Helper classes design question

Thomas Jollans thomas at jollybox.de
Mon Aug 23 19:22:46 CEST 2010


On Monday 23 August 2010, it occurred to John O'Hagan to exclaim:
> I want to know the best way to organise a bunch of functions designed to
> operate on instances of a given class without cluttering the class itself
> with a bunch of unrelated methods.
> 
> What I've done is make what I think are called helper classes, each of
> which are initialized with an instance of the main class and has methods
> which are all of the same type (insofar as they return a boolean, or
> modify the object in place, or whatever).
> 
> I'm not sure if I'm on the right track here design-wise. Maybe this could
> be better done with inheritance (not my forte), but my first thought is
> that no, the helper classes (if that's what they are) are not actually a
> type of the main class, but are auxiliary to it.

You could try using mixins. I don't know how well this fits with the problem 
at hand, but what you'd do is this:

Instead of thinking of the bits you're writing as helper classes, think of 
them as more or less isolated pieces of the functionality you'd like the final 
object to have. You can implement these independently, operating on self 
instead of on self.seq or something like that. Have a look at the abc module 
(abstract base classes) for a nifty way to prevent instantiation of these 
classes.
If the functionality you're implementing only makes sense for a sequence, or 
for a sequence with certain characteristics, you can define an ABC that 
represents/specifies those characteristics and inherit from that.
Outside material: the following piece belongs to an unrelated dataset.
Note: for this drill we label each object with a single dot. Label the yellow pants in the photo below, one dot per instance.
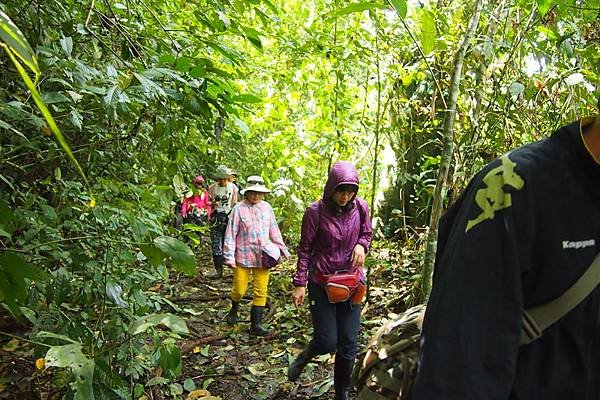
(260, 283)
Or maybe 
not.

Then, you have a bunch of largely independent classes providing isolated 
pieces of functionality, which you can then combine into one class by 
inheriting from ALL of them, and implementing the missing methods, like a 
constructor.

Let's draw a graph:

     MySuperDuperCoolSequenceThing
       /         /       \     \
Filtered      Rotated    Tap    \
       \        /      /   \     |
       AbstractSequence    KitchenSink
                     \     /
                      object

I hope you understood at least a bit of my ramblings.